One interesting observation is the varying approaches to ML. While applying ML-based analytics directly to SIEM logs has not yielded proven results, almost all vendors are achieving ML implementation through UEBA. UEBA has machine learning (ML) at its core for understanding baseline behavior and detecting deviations or anomalies from that baseline. Vendors that have started in the UEBA space and transitioned into the SIEM space are leveraging more experience and development in this area. Today, most SIEM vendors offer ML-based UEBA capabilities, albeit at different maturity levels. To illustrate this point further, point-solution SIEM vendors that do not operate in the UEBA space typically have little to no machine learning (ML) capabilities.
Another aspect that differentiates vendors in the SIEM space is the deployment model. Some vendors offer only cloud-native SaaS deployments, while more mature vendors provide most types of deployments, from physical appliances to virtual and cloud-hosted versions, with SaaS being on the roadmap for most players. As the primary tool for security operations, SIEM solutions are essential for regulated industries that often require on-premises deployments. Cloud-native vendors are therefore unable to cater to companies in this space, making it easier for vendors offering more deployment models to capture that part of the market.

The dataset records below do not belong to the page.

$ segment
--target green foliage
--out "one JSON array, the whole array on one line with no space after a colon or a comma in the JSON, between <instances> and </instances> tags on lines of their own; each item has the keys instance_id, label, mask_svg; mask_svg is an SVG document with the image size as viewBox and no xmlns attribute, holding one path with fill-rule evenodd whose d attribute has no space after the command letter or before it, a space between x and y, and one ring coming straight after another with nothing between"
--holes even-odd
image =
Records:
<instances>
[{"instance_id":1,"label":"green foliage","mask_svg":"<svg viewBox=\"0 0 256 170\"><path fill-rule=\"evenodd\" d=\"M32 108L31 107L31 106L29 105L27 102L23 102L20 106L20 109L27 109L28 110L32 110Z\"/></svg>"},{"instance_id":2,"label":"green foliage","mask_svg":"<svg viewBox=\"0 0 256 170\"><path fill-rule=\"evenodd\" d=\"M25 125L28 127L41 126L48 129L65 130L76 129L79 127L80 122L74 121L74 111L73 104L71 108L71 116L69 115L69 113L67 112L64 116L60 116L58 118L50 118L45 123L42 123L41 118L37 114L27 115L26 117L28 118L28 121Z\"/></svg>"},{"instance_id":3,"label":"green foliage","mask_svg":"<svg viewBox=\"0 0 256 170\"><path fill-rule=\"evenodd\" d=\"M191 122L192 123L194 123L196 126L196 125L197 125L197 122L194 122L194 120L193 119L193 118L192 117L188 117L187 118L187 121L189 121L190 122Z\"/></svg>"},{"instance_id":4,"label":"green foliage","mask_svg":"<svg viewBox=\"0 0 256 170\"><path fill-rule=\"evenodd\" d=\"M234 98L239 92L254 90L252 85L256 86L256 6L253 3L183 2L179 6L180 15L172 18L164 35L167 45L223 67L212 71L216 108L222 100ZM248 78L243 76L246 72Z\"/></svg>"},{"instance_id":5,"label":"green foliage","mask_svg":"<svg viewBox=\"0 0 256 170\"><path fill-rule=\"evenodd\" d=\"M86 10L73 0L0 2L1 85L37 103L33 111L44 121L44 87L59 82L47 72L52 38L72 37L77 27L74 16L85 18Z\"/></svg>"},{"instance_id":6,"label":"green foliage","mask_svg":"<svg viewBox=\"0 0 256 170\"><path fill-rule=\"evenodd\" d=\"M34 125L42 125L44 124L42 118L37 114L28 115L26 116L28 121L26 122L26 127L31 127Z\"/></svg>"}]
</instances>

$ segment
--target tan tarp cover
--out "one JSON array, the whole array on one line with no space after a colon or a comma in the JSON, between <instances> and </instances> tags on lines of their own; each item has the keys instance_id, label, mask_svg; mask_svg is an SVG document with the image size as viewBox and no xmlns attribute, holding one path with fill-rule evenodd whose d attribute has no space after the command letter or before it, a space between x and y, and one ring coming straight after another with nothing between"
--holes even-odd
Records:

Looking forward, we expect SIEM solutions to increase their capabilities to operate autonomously, primarily through prepackaged content, self-tuning capabilities, playbook changes, ML-based applications, and AIOps.
7. Methodology
*Vendors marked with an asterisk did not participate in our research process for the Radar report, and their capsules and scoring were compiled via desk research.
For more information about our research process for Radar reports, please visit our Methodology.
8. About Andrew Green
Andrew Green is an enterprise IT writer and practitioner with an engineering and product management background at a tier 1 telco. He is the co-founder of Precism.co, where he produces technical content for enterprise IT and has worked with numerous reputable brands in the technology space. Andrew enjoys analyzing and synthesizing information to make sense of today's technology landscape, and his research covers networking and security.